The ice cream that is served at Jaxson's is still made in the back of the store in machines that are just like the ones he used when he opened back in the mid-1950s.

"It's still made right here like it used to be made with all the good fruit and nuts," says Udell. "And we haven't changed a thing. All our ice cream, all our toppings, and all our syrups ... everything is made here on the premises. We still do it the old-fashioned way."

That's exactly what keeps patrons coming back for more.

"The location is a landmark," Udell proudly states as he nods his head back and forth. "People know it! When they get off the plane, they stop here. That's their first stop and last stop."

And what ice cream creations are the people getting off the planes looking for? How about the Caramel Pecan Supreme. Or the Maple Walnut Delight. There's even one dish called "Sweetheart (Ain't She Sweet)," which has three scoops of vanilla ice cream, hot butterscotch fudge and a marshmallow sauce, plus a few other ingredients.

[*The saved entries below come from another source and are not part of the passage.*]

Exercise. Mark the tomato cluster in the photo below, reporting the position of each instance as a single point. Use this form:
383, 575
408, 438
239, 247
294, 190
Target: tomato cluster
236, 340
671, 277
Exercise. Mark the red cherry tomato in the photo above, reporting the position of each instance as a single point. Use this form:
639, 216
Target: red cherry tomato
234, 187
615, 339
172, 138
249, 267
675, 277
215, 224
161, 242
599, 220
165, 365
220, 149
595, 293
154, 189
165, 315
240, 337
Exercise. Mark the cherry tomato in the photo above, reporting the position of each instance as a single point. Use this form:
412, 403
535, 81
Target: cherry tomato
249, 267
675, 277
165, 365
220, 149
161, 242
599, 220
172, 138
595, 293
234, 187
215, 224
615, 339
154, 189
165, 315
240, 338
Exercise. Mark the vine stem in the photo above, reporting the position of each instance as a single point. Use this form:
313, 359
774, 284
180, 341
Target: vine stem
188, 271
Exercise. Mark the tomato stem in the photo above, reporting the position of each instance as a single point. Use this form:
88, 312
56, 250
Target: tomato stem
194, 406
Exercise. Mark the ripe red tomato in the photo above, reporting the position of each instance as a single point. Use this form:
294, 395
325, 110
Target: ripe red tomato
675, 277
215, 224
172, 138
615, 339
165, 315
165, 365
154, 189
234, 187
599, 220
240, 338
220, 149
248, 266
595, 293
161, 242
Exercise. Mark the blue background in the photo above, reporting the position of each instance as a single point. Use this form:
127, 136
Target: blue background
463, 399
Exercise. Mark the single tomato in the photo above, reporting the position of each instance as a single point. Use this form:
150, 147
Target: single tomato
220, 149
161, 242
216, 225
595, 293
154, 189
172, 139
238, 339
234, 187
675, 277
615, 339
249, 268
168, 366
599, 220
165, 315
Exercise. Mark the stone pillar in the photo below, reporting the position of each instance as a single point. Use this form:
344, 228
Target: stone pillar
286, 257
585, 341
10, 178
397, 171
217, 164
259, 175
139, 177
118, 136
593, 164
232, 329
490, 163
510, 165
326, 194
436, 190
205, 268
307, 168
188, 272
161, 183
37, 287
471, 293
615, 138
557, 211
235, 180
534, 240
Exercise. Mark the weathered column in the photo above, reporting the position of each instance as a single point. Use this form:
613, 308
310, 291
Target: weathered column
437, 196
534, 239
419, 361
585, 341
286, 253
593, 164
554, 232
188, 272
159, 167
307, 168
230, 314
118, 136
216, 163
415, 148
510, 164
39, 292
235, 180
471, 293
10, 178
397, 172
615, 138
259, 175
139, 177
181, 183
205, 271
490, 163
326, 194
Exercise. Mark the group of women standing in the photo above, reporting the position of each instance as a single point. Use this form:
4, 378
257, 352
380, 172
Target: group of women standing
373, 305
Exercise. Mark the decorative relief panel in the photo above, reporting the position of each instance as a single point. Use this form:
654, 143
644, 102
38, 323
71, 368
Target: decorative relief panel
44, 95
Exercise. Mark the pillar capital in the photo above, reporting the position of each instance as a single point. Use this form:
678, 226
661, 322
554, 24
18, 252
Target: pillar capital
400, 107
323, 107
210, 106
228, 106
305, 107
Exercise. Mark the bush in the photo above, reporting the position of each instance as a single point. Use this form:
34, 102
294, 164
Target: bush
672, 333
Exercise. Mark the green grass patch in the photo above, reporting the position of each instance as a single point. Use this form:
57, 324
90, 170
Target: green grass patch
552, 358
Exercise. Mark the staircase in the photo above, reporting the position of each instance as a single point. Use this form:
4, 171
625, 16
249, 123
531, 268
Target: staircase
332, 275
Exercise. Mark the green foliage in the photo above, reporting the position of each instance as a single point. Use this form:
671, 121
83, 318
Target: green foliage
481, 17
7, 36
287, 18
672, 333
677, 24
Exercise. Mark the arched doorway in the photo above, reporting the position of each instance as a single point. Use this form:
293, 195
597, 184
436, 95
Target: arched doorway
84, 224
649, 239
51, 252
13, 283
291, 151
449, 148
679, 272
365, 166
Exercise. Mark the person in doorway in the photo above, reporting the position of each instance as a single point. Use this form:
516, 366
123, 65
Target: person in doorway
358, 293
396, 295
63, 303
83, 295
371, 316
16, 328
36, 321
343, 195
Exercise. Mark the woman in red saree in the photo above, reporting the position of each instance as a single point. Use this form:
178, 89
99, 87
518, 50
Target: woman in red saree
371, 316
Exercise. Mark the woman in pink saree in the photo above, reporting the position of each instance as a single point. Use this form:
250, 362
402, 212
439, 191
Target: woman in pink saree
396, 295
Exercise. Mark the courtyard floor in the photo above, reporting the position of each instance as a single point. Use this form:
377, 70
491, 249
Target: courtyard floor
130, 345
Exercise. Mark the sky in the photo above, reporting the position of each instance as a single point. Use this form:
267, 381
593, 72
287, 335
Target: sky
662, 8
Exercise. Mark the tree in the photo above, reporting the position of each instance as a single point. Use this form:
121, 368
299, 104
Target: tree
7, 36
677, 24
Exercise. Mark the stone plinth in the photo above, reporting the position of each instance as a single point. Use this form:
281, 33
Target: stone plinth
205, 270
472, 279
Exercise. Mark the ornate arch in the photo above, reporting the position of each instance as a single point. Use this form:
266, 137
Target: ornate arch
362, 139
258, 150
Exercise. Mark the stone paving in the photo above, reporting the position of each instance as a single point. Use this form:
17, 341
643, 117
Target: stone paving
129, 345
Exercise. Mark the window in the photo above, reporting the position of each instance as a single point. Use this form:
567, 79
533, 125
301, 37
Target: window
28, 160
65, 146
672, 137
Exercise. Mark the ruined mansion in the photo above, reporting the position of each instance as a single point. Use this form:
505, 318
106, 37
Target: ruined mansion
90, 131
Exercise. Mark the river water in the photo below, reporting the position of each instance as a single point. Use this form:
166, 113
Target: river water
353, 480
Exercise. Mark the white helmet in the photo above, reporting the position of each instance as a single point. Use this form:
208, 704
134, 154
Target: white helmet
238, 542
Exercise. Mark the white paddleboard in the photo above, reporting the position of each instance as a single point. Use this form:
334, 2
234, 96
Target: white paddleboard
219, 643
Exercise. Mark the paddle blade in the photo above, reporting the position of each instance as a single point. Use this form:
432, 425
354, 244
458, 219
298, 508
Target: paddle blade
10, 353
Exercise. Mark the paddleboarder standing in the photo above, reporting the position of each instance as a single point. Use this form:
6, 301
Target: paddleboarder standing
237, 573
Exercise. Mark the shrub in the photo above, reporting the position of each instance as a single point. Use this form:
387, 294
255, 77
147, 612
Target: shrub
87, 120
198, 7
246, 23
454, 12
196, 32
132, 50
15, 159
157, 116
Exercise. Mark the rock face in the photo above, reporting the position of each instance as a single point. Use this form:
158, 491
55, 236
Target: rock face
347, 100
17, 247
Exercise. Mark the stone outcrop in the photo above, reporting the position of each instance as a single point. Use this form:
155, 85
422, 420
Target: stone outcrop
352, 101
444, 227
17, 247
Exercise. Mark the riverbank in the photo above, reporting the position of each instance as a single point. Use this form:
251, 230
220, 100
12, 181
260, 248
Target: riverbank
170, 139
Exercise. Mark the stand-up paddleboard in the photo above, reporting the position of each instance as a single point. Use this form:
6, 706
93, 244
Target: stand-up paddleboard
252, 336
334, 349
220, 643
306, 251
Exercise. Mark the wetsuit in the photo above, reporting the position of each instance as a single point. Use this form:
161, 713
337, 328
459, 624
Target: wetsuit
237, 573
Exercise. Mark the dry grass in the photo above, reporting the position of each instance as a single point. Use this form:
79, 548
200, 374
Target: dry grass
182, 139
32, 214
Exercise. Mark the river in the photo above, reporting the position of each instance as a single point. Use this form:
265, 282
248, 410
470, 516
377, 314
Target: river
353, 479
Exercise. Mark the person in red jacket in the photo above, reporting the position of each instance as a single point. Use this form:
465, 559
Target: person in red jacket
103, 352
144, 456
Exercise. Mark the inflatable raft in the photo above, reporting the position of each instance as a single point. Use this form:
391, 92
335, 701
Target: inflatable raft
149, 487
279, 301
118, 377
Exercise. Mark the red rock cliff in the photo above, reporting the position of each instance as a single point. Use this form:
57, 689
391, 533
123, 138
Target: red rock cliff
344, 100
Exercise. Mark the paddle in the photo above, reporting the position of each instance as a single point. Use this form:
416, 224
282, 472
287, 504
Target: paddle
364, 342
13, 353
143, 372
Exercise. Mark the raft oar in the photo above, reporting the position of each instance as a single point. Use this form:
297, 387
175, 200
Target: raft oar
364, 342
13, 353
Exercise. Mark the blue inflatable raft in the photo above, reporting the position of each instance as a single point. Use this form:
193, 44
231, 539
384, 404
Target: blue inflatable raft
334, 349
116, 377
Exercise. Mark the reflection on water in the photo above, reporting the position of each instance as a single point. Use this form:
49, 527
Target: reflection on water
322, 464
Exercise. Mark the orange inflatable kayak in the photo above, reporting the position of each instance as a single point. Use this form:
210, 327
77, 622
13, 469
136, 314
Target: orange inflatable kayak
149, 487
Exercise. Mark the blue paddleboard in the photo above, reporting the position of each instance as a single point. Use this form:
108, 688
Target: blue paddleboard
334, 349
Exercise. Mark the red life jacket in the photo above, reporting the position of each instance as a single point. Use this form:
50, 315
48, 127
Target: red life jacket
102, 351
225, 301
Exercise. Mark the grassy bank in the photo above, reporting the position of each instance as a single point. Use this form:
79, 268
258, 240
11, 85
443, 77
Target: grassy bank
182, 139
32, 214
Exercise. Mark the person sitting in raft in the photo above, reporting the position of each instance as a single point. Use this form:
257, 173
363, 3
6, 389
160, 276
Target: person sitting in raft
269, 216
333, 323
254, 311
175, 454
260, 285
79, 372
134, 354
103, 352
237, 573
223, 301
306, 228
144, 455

For those big birthday parties, you can try a dessert called "The Original Kitchen Sink," which comes in a big dish shaped like a -- you guessed it -- kitchen sink.

There's even the Punch Bowl that can serve a dozen people at a time.

"I want to be different, and I know how to be different," says Udell. "That's my success." Video Watch as the shop serves up ice cream »

Attracting customers hasn't seemed to be much of a problem for Udell. He's created his own little niche in the ice cream parlor business. "We've had down times and good times with the economy," he says. "But we always manage to make a living."


And it's that will to succeed that's kept him going all of these years. "It's about six weeks since I had my quadruple bypass surgery," the 82-year-old Udell says in a low voice. "And here I am today, lucky to be here. I'm coming back to work as soon as the doctor releases me."

"I'm going to be here as long as I can," he slowly continues, "I hope another fifty years."